Salah satu wisatawan asal Kota Lamongan Ferry Haryanto (34) menyebutkan bahwa bukit Geresak yang terletak di Dusun Medang merupakan bukit yang paling indah yang pernah dikunjunginya. Pasalnya dari atas bukit kata Ferry wisatawan bisa melihat beberapa gili yang hijau.

"Di atas bukit ini kita bisa melihat Gili Nanggu, Gili Sudak, Gili Layar dan Gili Kedis yang di Sekotong Barat. Angin di sini juga sangat adem," kata Ferry saat berkunjung ke Bukit Geresak.

Bukit Geresak sendiri memiliki ketinggian sekitar 100 meter dari atas permukaan air laut (mdpl) . Bukit ini memiliki puncak mengerucut seperti piramida.

Luas puncak Bukit Geresak sendiri tidak begitu luas. Luasnya sekitar 200 meter persegi.

Kondisi yang berbentuk piramida yang rata di bagian atasnya, wisatawan juga bisa mendirikan tenda untuk bermalam di Bukit Geresak.

"Pemandangan di puncak Bukit Geresak cukup indah. Kalau malam lampu-lampu Pelabuhan Lembar dan Gili Mas akan tampak juga," ujarnya.

Menurut salah satu warga di Dusun Medang Desa Sekotong Barat Irwan Setia (34) mengatakan awalnya bukit ini menjadi spot paralayang. Angin yang cukup kencang membuat bukit ini menjadi arena paralayang untuk terjun.

"Tapi sekarang sudah ditutup.
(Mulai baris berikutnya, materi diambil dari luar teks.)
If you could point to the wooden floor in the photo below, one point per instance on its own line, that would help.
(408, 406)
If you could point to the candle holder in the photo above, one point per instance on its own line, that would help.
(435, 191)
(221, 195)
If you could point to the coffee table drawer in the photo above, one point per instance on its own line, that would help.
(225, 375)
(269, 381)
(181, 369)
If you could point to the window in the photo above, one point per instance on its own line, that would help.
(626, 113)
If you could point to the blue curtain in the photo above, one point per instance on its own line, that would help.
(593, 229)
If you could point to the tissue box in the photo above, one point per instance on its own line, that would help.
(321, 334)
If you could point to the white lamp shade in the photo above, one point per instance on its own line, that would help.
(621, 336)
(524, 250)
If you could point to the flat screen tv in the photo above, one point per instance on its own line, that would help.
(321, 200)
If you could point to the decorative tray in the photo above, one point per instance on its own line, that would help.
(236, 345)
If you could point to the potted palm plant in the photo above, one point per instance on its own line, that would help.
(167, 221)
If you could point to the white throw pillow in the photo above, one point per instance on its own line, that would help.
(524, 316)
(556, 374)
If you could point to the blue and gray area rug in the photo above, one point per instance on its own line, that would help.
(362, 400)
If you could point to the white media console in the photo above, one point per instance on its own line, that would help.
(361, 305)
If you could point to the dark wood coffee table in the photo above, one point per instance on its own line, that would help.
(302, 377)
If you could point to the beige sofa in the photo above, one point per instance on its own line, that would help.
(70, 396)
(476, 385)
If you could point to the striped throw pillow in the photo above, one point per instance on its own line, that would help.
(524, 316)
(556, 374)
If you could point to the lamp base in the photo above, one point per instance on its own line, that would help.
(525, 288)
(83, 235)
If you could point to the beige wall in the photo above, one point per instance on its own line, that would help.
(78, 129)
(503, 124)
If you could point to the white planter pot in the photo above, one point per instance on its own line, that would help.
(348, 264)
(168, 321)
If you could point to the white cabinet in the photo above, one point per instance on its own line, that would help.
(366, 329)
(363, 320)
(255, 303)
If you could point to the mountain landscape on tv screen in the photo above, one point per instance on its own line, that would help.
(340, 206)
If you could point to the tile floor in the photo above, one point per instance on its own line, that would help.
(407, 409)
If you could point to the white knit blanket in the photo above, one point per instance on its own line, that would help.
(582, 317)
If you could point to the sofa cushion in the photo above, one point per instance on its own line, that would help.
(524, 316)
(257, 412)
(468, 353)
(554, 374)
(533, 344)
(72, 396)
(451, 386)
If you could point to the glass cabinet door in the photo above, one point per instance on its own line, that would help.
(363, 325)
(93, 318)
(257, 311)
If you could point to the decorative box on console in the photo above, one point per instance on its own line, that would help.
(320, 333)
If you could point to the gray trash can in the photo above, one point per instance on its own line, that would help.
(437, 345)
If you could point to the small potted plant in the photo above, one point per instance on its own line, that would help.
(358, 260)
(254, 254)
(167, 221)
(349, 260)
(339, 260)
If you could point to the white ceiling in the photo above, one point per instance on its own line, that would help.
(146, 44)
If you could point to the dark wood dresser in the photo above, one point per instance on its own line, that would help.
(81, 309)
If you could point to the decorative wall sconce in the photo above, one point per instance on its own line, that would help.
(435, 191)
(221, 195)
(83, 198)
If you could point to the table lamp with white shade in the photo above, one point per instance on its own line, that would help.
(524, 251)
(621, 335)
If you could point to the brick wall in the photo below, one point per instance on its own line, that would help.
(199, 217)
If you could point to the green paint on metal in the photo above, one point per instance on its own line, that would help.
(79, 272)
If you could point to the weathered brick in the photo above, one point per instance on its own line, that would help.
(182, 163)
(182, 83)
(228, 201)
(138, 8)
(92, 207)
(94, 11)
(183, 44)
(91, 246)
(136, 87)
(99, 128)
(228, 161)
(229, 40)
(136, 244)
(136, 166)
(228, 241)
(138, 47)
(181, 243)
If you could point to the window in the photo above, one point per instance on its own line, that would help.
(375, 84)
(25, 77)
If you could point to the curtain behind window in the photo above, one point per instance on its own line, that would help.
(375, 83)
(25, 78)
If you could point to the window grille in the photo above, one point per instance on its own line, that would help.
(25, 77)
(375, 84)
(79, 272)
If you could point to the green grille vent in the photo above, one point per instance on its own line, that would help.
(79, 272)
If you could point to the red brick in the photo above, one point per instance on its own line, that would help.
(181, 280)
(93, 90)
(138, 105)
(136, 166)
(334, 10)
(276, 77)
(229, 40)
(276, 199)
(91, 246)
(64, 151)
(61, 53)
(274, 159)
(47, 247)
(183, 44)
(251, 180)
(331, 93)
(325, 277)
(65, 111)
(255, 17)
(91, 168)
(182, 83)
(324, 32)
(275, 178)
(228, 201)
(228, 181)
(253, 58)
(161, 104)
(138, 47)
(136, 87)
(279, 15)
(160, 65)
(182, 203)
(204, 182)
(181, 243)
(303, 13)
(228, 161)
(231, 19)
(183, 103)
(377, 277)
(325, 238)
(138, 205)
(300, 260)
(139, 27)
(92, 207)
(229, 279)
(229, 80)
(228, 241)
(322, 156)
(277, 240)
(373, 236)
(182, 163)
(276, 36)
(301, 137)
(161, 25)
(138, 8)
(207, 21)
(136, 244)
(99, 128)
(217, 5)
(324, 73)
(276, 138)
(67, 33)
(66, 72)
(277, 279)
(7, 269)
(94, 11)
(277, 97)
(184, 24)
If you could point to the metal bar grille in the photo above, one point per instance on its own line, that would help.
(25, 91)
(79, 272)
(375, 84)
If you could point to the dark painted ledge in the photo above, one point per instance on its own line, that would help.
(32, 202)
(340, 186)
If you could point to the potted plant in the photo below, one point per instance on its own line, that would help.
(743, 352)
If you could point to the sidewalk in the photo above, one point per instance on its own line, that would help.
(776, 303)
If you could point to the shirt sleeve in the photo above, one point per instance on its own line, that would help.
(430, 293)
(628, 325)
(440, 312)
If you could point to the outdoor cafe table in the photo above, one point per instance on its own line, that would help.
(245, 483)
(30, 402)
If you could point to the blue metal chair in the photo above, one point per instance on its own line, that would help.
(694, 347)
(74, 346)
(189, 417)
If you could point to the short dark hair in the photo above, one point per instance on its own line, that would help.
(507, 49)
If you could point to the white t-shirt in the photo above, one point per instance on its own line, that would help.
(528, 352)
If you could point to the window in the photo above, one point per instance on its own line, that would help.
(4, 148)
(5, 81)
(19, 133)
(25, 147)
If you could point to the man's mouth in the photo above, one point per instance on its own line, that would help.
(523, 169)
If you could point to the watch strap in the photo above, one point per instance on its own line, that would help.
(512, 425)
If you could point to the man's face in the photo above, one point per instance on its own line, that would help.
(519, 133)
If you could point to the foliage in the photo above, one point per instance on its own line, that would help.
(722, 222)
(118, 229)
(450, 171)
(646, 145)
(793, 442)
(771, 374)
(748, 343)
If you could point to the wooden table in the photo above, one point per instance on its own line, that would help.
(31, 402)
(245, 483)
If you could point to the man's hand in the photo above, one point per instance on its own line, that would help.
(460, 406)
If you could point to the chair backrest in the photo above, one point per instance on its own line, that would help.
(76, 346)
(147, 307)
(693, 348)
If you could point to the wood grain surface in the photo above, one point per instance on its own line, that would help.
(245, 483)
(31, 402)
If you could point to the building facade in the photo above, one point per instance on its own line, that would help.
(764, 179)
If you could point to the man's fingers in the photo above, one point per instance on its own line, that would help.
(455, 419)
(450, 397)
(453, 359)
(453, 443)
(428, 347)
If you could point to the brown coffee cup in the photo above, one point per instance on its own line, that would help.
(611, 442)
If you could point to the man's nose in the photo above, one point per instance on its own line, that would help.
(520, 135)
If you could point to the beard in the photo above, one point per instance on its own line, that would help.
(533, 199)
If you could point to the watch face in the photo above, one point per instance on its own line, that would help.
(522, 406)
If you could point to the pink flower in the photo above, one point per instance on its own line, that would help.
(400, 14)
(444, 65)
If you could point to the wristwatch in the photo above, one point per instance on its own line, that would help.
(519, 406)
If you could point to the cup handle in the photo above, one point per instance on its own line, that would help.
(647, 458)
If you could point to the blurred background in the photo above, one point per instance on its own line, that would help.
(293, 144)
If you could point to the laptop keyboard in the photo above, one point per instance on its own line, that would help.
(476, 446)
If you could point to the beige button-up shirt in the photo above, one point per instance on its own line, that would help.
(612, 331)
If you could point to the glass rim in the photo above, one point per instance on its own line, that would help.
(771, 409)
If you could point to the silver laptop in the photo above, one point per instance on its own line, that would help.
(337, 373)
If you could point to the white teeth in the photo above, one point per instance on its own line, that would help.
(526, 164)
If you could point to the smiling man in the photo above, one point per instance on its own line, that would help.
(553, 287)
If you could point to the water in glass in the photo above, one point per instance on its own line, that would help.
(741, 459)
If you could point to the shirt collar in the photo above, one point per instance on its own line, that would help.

Karena ada masalah dengan lokasi landas. Memang kan angin mengarah ke sisi utara dan timur kalau terbang di Bukit ini," ungkap Irwan.

Pada rentan tahun 2017-2018 lalu banyak pecinta olahraga angin ini ketagihan terbang di atas bukit Geresak. Bahkan setiap pekan bukit ini dikunjungi oleh pecinta paralayang.

"Dulu izin ke pihak desa kalau mau terbang. Sekarang mah sudah ditutup. Saya tidak begitu tahu alasan penutupannya," imbuhnya.

Akses Menuju Puncak Bukit Geresak

Ada pun jalur menuju puncak Bukit Geresak sendiri bisa didaki melalui jalur setapak. Jalur menuju Bukit Geresak sendiri bisa dilalui dengan kendaraan trail.

Untuk mencapai bukit, dibutuhkan waktu selama kurang lebih 30 menit dengan berjalan kaki. Jika telah sampai di atas, lebih baik mendirikan tenda dan menginap 1-2 malam agar dapat menyaksikan matahari terbit dan terbenam.

Salah satu aktivitas yang bisa dilakukan di atas puncak Bukit Geresak ialah mengabadikan momen berwisata. Jika naik ke atas Bukit Geresak sendiri disarankan membawa air dalam jumlah yang cukup.

Karena cuaca yang terik akan menghabiskan energi wisatawan untuk mencapai puncak Bukit Geresak ini.

Biaya masuk ke Bukit Geresak sendiri gratis hanya sekedar membayar parkir kendaraan di rumah warga setempat. Biaya memarkir kendaraan sendiri tidaklah mahal. Wisatawan cukup merogoh kocek sebesar Rp 15 ribu saja.